たとえばそう。
こうやって後ろからただ見ているだけで。
五時限目の退屈な授業は、どうやったとしても、手招くように眠りへと誘う。
若島津の席は窓際、後ろから二番目という良条件に恵まれている。授業が退屈ならば外を見てもいいし、内職をしたところで見つかりにくい。しかし今の若島津はその利点を利用することもなく教室の真ん中あたりを見ている。
視線の先には、反町一樹。
真面目、とは言い難い態度で、眠い目を擦りながら、黒板の文字を写している。
別にどうということのない、いつもの、背中。
何ら変わりのない背中を熱心に見ている自分に気付いて若島津は溜息をついた。
丸い後頭部、サラサラの黒髪。
あまりガッシリとはしていない、でも華奢だとも言えない背中。
上履きはかかとで履き潰されており、くるぶしが覗いている。
何処にでもいるような、ごく、普通の、男子学生。
きっと、熱視線を送るような相手ではない。
自分も男で相手も男。
話には聞いたことがあったが、まさか自分がそういう恋をするとは若島津は思っていなかった。
友達に、不埒な感情を抱いている、ということ。
知られたらどうなるのであろう。
それが怖くて仕方がない。
好きだ。
若島津は心の中だけで言ってみる。
もちろん反町の背中からは、何も返ってはこない。
いけない、とわかっている。
好かれたい。
好かれていたい。
でも気持ちを知られるわけにはいかない。
諦めることはできるかもしれない。いつか反町に彼女ができて、若島津は己が恋心を散らすかもしれない。そして、それを祝福しなければならない日が来るかもしれない。
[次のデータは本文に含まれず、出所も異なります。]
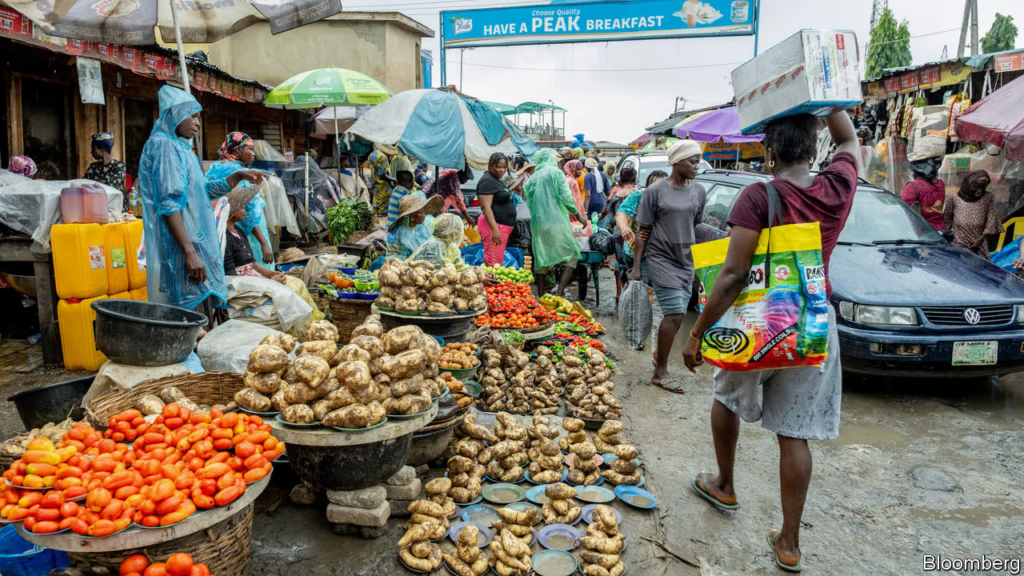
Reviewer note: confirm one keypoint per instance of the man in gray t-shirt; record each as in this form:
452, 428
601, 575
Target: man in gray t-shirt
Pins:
668, 214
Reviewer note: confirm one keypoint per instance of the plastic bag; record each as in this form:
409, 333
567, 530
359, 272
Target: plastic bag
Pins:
635, 314
781, 319
602, 242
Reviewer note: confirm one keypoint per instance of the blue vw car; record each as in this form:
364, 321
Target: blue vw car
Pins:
908, 302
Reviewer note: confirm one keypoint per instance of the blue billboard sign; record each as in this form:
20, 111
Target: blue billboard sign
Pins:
597, 22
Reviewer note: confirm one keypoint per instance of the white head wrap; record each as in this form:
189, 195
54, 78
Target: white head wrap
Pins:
683, 150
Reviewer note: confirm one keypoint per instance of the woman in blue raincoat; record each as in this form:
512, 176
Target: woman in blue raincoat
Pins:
550, 203
236, 154
184, 263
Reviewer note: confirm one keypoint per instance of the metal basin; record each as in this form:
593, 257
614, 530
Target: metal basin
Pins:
348, 467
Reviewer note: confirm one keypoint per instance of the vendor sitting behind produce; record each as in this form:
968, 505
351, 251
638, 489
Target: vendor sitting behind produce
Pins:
442, 247
412, 228
239, 259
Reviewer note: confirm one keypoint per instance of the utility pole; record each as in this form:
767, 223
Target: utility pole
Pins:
975, 44
878, 7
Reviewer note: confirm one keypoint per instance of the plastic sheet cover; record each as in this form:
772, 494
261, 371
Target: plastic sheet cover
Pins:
264, 300
550, 203
635, 314
31, 207
226, 347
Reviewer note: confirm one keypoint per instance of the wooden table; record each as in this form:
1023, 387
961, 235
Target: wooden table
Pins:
19, 249
136, 537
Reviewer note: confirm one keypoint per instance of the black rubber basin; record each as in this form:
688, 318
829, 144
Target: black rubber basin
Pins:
139, 333
52, 403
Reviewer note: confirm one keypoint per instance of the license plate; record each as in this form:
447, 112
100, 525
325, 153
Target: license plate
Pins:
976, 354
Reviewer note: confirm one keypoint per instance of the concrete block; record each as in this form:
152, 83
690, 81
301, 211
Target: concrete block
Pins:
406, 492
374, 518
372, 533
301, 494
399, 508
401, 478
367, 498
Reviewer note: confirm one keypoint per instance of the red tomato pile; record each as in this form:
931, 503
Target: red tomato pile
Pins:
180, 462
176, 565
511, 304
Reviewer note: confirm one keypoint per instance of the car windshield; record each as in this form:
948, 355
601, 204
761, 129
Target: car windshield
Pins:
648, 165
880, 217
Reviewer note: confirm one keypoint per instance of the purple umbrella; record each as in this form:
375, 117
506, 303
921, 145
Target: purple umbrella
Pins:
721, 124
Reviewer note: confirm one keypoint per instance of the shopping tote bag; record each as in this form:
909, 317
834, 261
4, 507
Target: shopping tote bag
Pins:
780, 320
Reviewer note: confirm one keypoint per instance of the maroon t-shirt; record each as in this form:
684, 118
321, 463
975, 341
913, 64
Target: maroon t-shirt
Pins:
826, 201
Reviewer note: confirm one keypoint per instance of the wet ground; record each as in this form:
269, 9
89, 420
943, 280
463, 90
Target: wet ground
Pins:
921, 467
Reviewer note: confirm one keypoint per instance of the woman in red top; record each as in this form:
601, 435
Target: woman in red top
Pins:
928, 191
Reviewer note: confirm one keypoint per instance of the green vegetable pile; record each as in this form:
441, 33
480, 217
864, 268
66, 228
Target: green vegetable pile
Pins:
349, 216
512, 337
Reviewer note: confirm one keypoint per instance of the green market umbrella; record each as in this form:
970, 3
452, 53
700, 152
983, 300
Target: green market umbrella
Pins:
328, 86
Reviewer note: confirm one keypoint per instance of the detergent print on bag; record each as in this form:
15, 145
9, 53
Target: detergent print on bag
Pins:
812, 72
79, 261
780, 320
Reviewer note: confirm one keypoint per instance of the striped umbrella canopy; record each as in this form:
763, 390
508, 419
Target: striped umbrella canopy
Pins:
328, 86
442, 127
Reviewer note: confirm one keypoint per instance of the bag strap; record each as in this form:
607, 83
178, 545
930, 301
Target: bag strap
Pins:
774, 205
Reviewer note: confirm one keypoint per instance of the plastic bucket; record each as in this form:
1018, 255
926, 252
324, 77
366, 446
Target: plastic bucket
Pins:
20, 558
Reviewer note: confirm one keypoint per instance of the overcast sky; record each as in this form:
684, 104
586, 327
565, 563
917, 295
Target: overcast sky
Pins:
621, 98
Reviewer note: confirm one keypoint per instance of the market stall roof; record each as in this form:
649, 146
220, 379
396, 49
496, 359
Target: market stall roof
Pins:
715, 125
502, 109
665, 127
977, 62
997, 120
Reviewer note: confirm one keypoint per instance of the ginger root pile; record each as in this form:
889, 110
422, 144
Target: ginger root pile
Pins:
608, 438
600, 550
584, 471
468, 560
519, 523
560, 507
509, 556
625, 469
417, 550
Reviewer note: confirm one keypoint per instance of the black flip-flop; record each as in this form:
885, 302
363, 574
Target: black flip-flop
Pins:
795, 568
700, 479
667, 383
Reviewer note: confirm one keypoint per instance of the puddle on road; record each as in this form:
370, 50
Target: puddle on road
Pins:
979, 517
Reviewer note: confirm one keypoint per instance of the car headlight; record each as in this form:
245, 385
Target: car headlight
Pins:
898, 316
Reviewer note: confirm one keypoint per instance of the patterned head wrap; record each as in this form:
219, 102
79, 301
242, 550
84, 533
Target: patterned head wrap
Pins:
103, 140
232, 142
23, 166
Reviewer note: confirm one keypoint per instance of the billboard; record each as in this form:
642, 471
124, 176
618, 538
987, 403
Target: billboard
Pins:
597, 22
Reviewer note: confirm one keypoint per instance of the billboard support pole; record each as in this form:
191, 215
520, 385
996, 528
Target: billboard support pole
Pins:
757, 25
440, 18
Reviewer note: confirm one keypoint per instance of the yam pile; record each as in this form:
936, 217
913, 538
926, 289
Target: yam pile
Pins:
418, 286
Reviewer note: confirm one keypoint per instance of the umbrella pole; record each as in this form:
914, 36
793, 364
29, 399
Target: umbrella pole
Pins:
181, 50
337, 144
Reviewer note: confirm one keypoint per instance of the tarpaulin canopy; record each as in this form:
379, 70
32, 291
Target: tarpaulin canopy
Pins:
715, 125
997, 120
442, 127
134, 22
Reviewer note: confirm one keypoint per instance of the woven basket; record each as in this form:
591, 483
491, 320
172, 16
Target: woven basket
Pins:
347, 316
224, 547
206, 387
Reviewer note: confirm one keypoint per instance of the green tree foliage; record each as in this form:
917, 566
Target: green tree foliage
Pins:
890, 45
1003, 35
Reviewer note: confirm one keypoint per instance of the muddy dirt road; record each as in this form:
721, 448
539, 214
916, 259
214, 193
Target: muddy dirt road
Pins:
921, 467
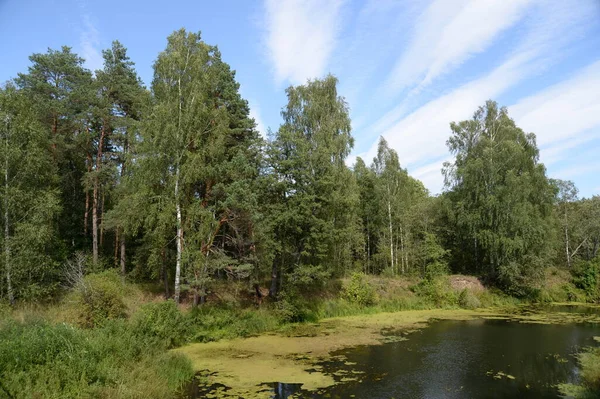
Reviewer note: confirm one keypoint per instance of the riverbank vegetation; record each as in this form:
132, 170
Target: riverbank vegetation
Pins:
138, 219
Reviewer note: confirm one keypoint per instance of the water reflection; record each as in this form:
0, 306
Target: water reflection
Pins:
458, 359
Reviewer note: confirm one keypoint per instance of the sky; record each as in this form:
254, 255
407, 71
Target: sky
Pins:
407, 68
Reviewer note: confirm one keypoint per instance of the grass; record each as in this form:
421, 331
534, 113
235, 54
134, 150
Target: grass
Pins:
46, 353
42, 360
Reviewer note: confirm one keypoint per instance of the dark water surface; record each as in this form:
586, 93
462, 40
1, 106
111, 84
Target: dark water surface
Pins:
460, 359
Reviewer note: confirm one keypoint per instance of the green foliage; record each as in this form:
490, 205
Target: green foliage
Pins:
292, 308
587, 277
468, 300
589, 387
164, 321
41, 360
437, 291
500, 200
214, 323
359, 291
99, 297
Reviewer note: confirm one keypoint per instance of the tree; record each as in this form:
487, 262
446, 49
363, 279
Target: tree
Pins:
121, 98
567, 195
501, 200
316, 224
29, 199
61, 94
398, 194
195, 163
368, 210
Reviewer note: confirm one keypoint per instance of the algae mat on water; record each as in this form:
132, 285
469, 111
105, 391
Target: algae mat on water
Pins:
244, 364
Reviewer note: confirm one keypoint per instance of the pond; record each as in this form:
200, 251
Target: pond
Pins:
457, 359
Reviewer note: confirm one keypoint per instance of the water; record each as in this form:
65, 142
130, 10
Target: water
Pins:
459, 359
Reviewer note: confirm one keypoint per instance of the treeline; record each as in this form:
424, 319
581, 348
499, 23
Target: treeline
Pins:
174, 183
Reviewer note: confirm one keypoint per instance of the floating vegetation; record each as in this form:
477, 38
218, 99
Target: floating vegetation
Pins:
296, 355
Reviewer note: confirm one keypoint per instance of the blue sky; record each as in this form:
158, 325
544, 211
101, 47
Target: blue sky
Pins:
407, 67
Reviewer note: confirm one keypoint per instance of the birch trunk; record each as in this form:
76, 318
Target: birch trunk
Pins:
123, 269
391, 233
7, 265
179, 238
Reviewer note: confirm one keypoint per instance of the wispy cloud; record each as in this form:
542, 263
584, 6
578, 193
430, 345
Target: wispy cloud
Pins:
300, 36
255, 114
89, 40
565, 114
420, 135
448, 33
577, 170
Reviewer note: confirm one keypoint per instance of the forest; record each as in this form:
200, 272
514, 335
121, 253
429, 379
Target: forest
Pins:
105, 181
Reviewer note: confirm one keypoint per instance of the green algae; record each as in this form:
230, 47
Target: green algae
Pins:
293, 354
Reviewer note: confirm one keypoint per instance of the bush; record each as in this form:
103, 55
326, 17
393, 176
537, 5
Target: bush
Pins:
162, 321
437, 291
589, 386
359, 291
291, 308
587, 277
59, 361
98, 298
522, 280
468, 300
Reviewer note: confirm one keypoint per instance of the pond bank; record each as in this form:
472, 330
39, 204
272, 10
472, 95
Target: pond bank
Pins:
243, 364
293, 355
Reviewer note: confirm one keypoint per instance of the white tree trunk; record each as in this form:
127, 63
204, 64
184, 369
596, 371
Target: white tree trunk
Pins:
7, 265
179, 238
391, 234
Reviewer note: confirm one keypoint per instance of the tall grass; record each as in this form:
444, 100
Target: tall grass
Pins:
40, 360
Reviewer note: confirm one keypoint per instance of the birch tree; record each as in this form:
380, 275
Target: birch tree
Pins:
29, 201
501, 198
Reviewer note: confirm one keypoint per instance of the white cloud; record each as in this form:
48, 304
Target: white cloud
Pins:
577, 170
561, 114
255, 114
447, 33
419, 136
89, 40
301, 34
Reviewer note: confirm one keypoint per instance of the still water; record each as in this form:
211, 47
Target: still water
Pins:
459, 359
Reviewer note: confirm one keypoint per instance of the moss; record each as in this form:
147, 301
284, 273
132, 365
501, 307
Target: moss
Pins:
244, 364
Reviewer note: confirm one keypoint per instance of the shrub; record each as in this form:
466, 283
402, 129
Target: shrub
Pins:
468, 300
162, 321
291, 308
359, 291
587, 277
437, 291
99, 297
40, 360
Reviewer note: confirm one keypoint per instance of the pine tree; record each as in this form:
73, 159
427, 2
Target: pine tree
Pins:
29, 201
317, 225
501, 198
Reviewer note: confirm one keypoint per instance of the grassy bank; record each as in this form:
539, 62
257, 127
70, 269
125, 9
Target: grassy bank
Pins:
108, 338
589, 386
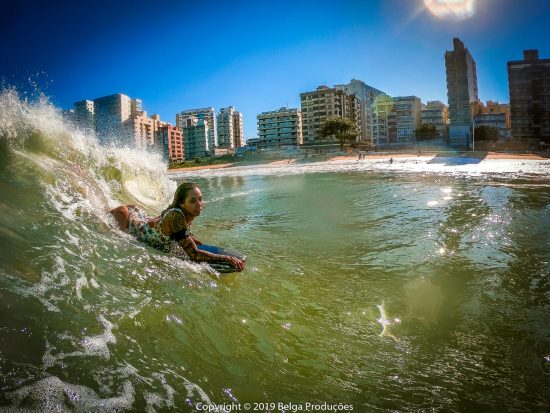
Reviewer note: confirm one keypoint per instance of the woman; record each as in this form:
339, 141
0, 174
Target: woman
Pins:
169, 232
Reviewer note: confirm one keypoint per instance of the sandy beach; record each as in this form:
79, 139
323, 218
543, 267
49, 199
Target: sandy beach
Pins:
384, 155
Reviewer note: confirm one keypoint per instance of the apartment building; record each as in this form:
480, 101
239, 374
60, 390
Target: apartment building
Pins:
230, 128
436, 113
207, 114
170, 140
395, 121
323, 103
529, 83
461, 92
280, 128
196, 138
366, 95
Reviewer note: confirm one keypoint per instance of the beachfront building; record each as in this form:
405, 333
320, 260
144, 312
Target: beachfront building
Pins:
407, 118
494, 120
145, 129
384, 127
207, 114
461, 92
323, 103
112, 119
395, 121
230, 128
529, 82
196, 138
366, 95
280, 129
170, 140
436, 113
238, 129
84, 114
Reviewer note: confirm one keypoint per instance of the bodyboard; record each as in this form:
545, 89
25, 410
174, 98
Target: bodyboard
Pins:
221, 266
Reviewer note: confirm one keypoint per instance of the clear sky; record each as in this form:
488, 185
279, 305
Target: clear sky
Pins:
255, 55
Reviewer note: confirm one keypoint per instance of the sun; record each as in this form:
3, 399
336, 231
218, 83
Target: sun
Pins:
451, 9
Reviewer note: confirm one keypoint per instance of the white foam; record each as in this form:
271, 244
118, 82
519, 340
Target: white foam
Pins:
53, 395
97, 345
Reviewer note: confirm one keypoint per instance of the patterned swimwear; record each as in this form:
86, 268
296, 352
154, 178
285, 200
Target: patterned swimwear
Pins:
139, 227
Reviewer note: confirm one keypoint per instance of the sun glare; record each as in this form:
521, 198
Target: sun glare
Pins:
451, 9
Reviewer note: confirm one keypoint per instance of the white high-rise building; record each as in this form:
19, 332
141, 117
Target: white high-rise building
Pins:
436, 113
230, 128
207, 114
395, 120
110, 117
280, 128
196, 137
323, 103
366, 95
238, 129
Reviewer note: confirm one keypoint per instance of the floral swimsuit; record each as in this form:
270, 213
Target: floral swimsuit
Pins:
139, 227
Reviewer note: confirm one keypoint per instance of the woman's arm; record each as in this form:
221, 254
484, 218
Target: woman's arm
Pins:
190, 247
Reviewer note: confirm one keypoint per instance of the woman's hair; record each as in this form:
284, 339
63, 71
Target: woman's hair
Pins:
180, 195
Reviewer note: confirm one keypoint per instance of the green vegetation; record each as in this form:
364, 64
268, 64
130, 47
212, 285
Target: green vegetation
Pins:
425, 132
343, 129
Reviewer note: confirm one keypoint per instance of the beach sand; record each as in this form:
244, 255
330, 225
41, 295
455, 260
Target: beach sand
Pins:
384, 155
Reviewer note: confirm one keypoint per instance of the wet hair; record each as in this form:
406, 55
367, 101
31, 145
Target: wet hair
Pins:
180, 195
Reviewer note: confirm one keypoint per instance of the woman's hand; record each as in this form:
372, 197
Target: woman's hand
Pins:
235, 263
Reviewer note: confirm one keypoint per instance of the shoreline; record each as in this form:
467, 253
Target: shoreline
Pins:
379, 155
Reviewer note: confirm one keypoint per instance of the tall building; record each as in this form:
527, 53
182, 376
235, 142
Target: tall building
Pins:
384, 127
366, 95
407, 118
436, 113
529, 82
238, 129
196, 138
461, 92
145, 129
112, 118
324, 103
395, 120
170, 140
84, 114
280, 128
230, 128
207, 114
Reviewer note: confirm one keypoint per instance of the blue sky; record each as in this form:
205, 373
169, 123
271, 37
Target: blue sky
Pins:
255, 55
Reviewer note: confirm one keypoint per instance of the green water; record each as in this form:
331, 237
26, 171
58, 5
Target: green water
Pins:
387, 291
421, 285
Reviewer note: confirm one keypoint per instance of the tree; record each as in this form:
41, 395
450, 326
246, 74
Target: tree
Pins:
486, 133
343, 129
426, 131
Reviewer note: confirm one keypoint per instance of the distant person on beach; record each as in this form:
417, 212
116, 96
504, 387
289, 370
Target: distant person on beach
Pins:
169, 232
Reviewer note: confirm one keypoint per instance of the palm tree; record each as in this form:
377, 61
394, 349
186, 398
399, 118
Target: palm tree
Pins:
343, 129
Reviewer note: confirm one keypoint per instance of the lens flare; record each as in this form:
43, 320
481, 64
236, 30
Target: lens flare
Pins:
451, 9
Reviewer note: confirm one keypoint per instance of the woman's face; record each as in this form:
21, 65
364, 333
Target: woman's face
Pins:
193, 203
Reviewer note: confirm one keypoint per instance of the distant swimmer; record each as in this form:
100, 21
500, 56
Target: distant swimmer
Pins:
170, 231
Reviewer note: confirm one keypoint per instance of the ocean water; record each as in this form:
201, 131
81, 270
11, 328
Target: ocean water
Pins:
421, 285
そうだとしても、自分から距離を置くことはできやしない。
姿を見れば声を聞きたい。触りたい。
愛されなくてもいい。でも嫌わないでほしい。
恋とは矛盾で出来ている。
若島津はそのことを、今、初めて知った。
せめてこの苦しみを紛らわせてはくれないかと若島津は机に突っ伏して、眠るべく瞳を閉じた。
それも無駄な抵抗と嘲笑うかのように、瞼の裏には反町の姿がチラついた。